Paul Rieckhoff, the founder and executive director of Iraq and Afghanistan Veterans of America, said the veterans of today need a “constant and consistent commitment to this generation of warriors,” which is facing education, employment and health challenges.
“If you think about Memorial Day, most Americans are going to go to the beach. We’re going to go to Arlington Cemetery,” Rieckhoff said. “So it really reveals the divide that exists between the military and our veterans’ community and the rest of the American public.”

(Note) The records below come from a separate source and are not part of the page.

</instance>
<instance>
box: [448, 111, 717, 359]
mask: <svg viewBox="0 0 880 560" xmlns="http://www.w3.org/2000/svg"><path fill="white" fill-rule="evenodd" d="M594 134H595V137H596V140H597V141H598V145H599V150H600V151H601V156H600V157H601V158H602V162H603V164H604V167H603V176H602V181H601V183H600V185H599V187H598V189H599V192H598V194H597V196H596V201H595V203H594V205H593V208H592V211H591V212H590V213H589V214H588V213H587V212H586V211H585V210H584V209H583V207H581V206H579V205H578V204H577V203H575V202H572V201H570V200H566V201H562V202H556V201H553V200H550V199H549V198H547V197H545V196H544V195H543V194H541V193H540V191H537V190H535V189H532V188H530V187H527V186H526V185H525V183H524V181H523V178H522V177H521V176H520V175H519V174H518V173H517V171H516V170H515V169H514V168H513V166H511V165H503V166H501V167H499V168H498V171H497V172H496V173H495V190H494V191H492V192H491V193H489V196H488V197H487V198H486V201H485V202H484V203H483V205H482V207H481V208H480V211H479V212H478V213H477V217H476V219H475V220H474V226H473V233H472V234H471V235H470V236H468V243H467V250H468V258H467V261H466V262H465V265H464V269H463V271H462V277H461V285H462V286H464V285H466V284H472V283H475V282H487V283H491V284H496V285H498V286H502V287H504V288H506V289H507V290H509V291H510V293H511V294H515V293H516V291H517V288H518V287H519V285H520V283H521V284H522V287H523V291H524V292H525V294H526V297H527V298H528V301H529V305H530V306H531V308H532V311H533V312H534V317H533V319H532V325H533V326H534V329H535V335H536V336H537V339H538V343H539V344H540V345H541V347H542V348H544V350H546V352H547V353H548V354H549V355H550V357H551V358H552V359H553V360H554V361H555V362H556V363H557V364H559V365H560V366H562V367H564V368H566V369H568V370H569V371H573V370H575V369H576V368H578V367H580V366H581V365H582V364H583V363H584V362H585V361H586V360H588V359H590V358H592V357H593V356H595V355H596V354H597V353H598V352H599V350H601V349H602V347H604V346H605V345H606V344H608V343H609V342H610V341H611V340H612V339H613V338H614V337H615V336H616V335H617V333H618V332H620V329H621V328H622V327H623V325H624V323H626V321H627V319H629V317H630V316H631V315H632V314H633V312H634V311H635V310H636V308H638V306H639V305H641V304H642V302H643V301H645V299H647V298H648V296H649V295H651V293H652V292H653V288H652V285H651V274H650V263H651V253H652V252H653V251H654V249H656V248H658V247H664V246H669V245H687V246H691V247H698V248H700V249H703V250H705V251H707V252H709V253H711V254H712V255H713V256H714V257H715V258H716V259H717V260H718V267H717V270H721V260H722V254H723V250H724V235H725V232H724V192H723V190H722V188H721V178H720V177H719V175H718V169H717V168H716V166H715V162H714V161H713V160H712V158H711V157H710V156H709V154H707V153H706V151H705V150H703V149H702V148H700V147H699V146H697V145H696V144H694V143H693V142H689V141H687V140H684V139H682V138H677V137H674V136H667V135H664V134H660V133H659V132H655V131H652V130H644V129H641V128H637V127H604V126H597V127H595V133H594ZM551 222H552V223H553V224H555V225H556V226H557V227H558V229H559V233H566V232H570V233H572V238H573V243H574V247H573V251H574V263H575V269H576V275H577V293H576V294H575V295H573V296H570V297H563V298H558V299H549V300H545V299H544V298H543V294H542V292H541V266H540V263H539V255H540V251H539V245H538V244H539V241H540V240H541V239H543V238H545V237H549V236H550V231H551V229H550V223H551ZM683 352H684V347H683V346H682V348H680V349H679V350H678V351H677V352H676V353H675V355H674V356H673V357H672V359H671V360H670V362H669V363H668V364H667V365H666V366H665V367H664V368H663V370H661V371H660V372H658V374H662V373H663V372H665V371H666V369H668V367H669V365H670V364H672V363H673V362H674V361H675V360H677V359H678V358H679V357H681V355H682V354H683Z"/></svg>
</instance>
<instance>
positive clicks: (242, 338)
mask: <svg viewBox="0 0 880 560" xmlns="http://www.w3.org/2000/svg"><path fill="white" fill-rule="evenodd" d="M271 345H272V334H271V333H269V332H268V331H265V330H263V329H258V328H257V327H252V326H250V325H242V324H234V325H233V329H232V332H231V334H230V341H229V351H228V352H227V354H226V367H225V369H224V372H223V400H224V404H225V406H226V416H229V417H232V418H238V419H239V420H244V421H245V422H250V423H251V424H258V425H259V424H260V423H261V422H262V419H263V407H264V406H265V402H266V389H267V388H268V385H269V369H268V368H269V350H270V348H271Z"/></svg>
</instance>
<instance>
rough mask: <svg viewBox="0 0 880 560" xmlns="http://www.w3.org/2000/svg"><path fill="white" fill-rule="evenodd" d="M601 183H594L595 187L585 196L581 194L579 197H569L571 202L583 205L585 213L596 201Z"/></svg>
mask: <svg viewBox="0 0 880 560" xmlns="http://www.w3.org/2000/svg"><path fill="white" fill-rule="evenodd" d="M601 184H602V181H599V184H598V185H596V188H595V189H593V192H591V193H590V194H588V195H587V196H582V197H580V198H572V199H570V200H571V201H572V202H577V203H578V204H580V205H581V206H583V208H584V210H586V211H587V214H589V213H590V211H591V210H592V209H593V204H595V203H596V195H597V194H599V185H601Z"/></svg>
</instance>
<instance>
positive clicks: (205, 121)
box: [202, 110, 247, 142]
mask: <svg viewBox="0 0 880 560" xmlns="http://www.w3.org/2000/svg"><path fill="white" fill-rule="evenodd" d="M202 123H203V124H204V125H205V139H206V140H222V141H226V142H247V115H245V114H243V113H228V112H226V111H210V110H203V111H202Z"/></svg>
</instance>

Rieckhoff said “Washington hasn’t done enough” and issued a call to President Barack Obama, who he said can use his bully pulpit to bring down the unemployment rate among veterans.
“Ask the American public to help. Ask the American public to do something to get involved,” Rieckhoff said. “And most urgently, what we need is employment. We need jobs.”
There are 3.27 million veterans collecting VA disability and 837,000 currently unemployed, according to the Bureau of Labor Statistics of Veterans Affairs. Eighty-five percent of Americans polled in the most recent CNN/Opinion Research Corporation Survey on the issue said preventing cuts in veterans’ benefits is more important than reducing the deficit.
Democratic Sen. Patty Murray of Washington is one of the politicians advocating on behalf of veterans.
She has introduced two measures aimed at easing the transition of service members into civilian life. The “Hiring Heroes Act of 2011” requires job training for all service members returning home and the “Veteran Employment Transition Act of 2011” gives tax credits to employers who hire veterans while easing the requirements needed to receive the credits.
Murray, who chairs the Senate Committee on Veterans’ Affairs, said “bureaucracy and VA always go right together,” but that when it comes to finding employment a lack of understanding about veterans’ skills and a lack of training are the biggest contributors.
She cited those individuals who have served as a medic or driven a truck for yeas in the service and then are unable to retain similar jobs upon their return.
“We, as a country, have to remember when all we scream about is deficit reduction, we’re going to leave some people behind, and I’m very worried it’s our veterans,” Murray told CNN Chief Political Correspondent Candy Crowley.
“If we don't make sure that we help those men and women who are coming home today get a job, help with their physical and mental injuries, get through the benefits claim process, 20 years from now our country will have on its conscience a high number of veterans who we've lost because of suicide, who are homeless on the streets and who've been lost,” Murray said. “I don't want to see that happen.”